ニトロプラス制作「″Hello,world.″」とりあえずtrueエンドまでクリアしました。


古い作品です。OSの動作環境がXP以前ということで、そもそも動くかどうかが心配でしたが、Windows7 32bitだったらギリギリ動くようです。
がしかし、特定のボタンを押すと動作不能になりますので、こまめにセーブをとることが肝要だと思います。


あらすじです。


人型ロボットである友永和樹は《グローバルイルミネーション》完遂させるために生み出されたロボットであり、使命完遂のためには人間の感情を学ぶ必要があるため、人間社会に潜伏し様々なことを人から学んでゆく、というようなお話です。


【以下、ネタバレを含む。】


某批評サイトでは、長い長いと言われてますが、私自身はそんなに長くは感じませんでした。といっても私は奈都美のnormalエンド、trueエンド、深佳true エンドしかクリアしてませんので、あまり参考にならないかもしれませんが(笑)、フルコンするつもりなら確かに長いと思います。ただ、どのヒロインのtrueエンドもグランドフィナーレ仕様だと思いますので、ほぼ大差ないと思って間違いないです。

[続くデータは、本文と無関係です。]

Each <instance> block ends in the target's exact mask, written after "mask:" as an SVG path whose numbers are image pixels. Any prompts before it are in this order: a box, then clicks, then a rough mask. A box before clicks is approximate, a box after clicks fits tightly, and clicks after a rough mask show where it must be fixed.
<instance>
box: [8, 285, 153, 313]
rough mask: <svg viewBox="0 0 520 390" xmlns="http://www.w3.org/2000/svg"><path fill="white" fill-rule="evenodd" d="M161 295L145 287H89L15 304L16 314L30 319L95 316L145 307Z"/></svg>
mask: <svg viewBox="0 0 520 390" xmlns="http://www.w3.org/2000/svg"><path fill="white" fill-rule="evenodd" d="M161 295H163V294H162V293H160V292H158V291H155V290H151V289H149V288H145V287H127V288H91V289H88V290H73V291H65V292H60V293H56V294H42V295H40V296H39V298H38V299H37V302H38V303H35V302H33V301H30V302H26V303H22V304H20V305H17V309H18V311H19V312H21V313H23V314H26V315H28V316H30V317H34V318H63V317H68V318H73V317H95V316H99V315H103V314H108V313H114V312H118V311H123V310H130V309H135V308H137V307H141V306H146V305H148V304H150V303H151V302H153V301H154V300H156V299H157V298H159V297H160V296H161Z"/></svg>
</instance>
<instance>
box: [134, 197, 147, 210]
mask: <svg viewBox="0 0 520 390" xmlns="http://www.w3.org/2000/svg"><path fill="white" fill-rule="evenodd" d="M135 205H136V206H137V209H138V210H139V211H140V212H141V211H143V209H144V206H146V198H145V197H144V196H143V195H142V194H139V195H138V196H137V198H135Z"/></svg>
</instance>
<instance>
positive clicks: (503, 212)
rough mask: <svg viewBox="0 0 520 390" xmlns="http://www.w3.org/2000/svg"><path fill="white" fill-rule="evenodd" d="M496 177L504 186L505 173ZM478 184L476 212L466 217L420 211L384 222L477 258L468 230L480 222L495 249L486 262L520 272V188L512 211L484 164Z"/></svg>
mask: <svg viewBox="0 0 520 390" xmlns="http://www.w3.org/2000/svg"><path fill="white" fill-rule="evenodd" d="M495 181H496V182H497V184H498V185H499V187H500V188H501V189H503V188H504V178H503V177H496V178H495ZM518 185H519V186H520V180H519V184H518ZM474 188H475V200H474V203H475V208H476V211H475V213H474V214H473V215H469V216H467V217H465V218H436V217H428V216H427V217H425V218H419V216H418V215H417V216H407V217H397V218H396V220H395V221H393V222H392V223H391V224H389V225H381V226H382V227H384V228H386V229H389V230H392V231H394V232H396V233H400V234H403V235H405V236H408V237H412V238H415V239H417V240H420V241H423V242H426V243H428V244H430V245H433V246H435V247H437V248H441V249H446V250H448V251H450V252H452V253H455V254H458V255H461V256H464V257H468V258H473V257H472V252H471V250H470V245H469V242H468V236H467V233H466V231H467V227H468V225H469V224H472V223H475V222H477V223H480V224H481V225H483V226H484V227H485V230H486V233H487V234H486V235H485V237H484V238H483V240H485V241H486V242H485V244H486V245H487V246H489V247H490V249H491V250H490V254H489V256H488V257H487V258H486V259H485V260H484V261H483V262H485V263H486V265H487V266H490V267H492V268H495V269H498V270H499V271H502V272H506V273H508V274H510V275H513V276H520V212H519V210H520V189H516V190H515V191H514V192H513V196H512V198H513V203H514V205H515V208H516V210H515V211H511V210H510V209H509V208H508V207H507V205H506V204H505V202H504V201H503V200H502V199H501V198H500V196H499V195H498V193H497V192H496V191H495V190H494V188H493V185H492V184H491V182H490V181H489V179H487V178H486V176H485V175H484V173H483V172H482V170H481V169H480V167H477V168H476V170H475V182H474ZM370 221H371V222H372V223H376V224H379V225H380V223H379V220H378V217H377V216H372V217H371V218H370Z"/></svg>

他所の感想で、「冗長な日常パートが~」と言われてますが、主人公がロボットという性質上、やたら分析的な思考をしますので、長くなるのはある意味必然です。逆に和樹の一日を追体験していると思えば短いくらいとも言えます。こう思ってしまうのも、和樹に感情移入してしまうからでしょうか?「ハローワールド」を立ち上げて、タイトル画面の「初めから」をクリックすると同時に、和樹はこの世界にロボットとしての生を受けます。なんというか結末を知ってるだけに、その事実が重い(笑)どうしてもこういう展開に私は弱いみたいです。。


作風としては、ニトロプラスらしく熱い感じです。和樹が電覚を用いて活躍するところは、さすがロボット!という感じで彼にしかできない活躍をします。彼にしかできない、というと俺TUEE系の主人公を想起しますが、あまりすんなりとは解決しません。そこにモヤモヤしますが逆に何でも解決できてしまう主人公の方が異常だと悟りました。いや、最近の俺TUEE 系も好きですけどね(笑)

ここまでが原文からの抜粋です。